Partes da minha infância e adolescência, passeia-as a imaginar-me cigana. Os ciganos eram o sinónimo da liberdade, o contínuo aroma a flores silvestres, urze, terra, cheiro a Sol e a canto. Era o amarelo de Van Gogh em paisagens de espigas pisadas em correria, ou o verde dos prados selvagens, carregados de orvalho. Eram os chapéus negros a perpetuar a tez morena, o dormir ao relento sob um Céu protector, o andar orgulhosamente descalça.

Aos poucos adoptei as saias compridas e rodadas, os cabelos longos, as imensas argolas que me rasgavam os lóbulos das orelhas e, porque era muito morena, a identificação tornava-se possível. Sonhava com a minha mãe cigana que, ao contrário da minha verdadeira mãe, não tinha olhos azuis e muito menos cabelos loiros.

Um dia, ao passar por um jardim lisboeta, duas ciganas tolheram-me o caminho e, agarrando-me nas mãos, leram-me a sina. Deixei, sem medo ou quaisquer relutâncias, feliz. Da leitura recordo apenas um vaticínio.

“- Vejo a letra A… é a letra de um nome cigano. Um dia vais conhecer o homem que tem esse nome e casarás com ele… serás finalmente feliz!”

Nada disto me pareceu estranho, pelo contrário, tinha a certeza desse dia e com ele, o fechar finalmente de um ciclo de vida, com o meu regresso às origens.

Essas manias passaram com o tempo, sobretudo com a terrível constatação de que eu era a cara chapada da minha mãe sanguínea, ainda que versão morena. O respeito pela etnia cigana continuou, até entender que se estendia a quaisquer raças. Sou mais feliz assim. Não entendo separatismos, choca-me a burrice da catalogação.

Ao meu filho tentei transmitir que o verdadeiro ser é aquele que usa, acredita e aceita a visão do sentir e só depois percebe as cores como seu complemento.
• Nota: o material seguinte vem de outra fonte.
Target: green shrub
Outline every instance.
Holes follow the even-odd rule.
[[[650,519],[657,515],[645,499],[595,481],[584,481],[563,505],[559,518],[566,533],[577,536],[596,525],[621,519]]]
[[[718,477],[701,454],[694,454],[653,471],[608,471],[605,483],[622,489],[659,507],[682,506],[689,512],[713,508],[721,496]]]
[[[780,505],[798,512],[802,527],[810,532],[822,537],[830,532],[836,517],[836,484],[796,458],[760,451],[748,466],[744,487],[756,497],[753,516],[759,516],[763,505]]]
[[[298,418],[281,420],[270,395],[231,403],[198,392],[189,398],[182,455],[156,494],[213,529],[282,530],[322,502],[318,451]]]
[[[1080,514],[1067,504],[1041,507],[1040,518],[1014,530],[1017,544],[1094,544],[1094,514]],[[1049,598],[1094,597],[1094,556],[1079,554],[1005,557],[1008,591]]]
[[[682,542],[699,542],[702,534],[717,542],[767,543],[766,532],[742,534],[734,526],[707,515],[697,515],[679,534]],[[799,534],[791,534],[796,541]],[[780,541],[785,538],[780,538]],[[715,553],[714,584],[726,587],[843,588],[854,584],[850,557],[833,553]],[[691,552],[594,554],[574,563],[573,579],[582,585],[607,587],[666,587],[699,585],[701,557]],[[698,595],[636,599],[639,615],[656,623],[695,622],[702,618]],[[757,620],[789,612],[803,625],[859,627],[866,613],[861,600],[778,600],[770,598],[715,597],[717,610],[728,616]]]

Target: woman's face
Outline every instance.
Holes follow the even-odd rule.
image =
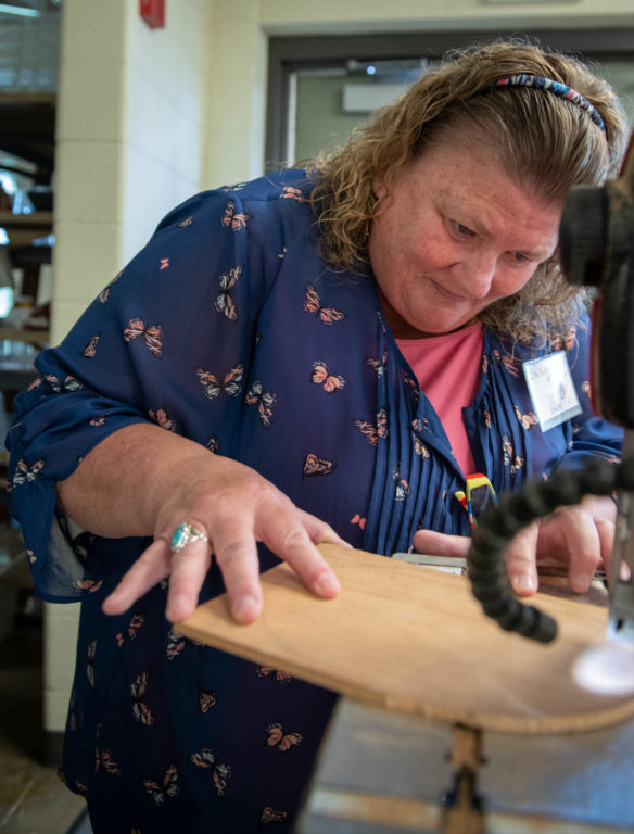
[[[402,168],[369,255],[396,338],[457,330],[518,292],[555,251],[562,206],[533,197],[467,142],[436,142]]]

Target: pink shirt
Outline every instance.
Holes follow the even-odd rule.
[[[482,323],[428,339],[397,339],[396,344],[439,415],[462,472],[474,472],[462,408],[480,386]]]

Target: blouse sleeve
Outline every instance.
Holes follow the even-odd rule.
[[[591,402],[591,330],[589,319],[578,330],[576,339],[569,345],[568,357],[572,380],[579,396],[581,413],[570,421],[568,450],[555,463],[551,471],[560,467],[581,469],[592,457],[604,457],[618,463],[621,456],[623,430],[594,414]]]
[[[147,544],[73,530],[55,509],[56,481],[105,437],[153,421],[231,456],[254,323],[281,247],[240,192],[192,198],[62,344],[37,358],[39,376],[16,397],[7,445],[11,511],[42,598],[105,593]]]

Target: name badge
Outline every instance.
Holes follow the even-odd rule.
[[[524,377],[542,431],[569,420],[582,408],[568,367],[566,351],[524,362]]]

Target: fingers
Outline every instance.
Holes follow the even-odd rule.
[[[607,566],[614,539],[616,508],[610,500],[591,498],[544,519],[540,553],[568,561],[569,584],[585,593],[597,568]]]
[[[522,530],[505,554],[516,593],[537,590],[540,563],[568,564],[568,582],[585,593],[597,568],[607,566],[614,540],[616,508],[609,498],[588,496],[581,505],[561,507]]]
[[[202,529],[202,525],[195,523]],[[205,541],[191,541],[178,553],[172,552],[172,577],[165,616],[172,622],[183,620],[199,604],[199,595],[212,564],[211,546]]]
[[[125,573],[115,590],[103,601],[104,614],[124,614],[169,573],[172,553],[163,539],[157,539]]]
[[[537,539],[540,527],[534,522],[521,530],[506,548],[506,571],[518,596],[531,596],[537,590]]]
[[[433,530],[418,530],[414,535],[414,547],[429,556],[453,556],[467,558],[471,540],[466,535],[448,535]]]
Ensinei que o menor pode ser maior e vice-versa, que não é importante vivermos em maioria, mas antes entender a sua fragilidade ou força. Tentei incutir-lhe a coragem da diferença, o não receio de estarmos sós nas nossas crenças e filosofias, que errar só é importante quando fingimos disso não nos darmos conta, não pedimos desculpa, ou tão pouco nos emendamos.

Transmiti-lhe que o amor chega em força de um abraço sentido, um abraço do tamanho do mundo com a força da nossa consciência. Sobretudo, transmiti-lhe que pequenos desvios, ao longo do tempo transformam-se em grandes distâncias onde nos podemos perder irremediavelmente.

1 comentário:

Anónimo disse...

.. muito interessante ... gostei ...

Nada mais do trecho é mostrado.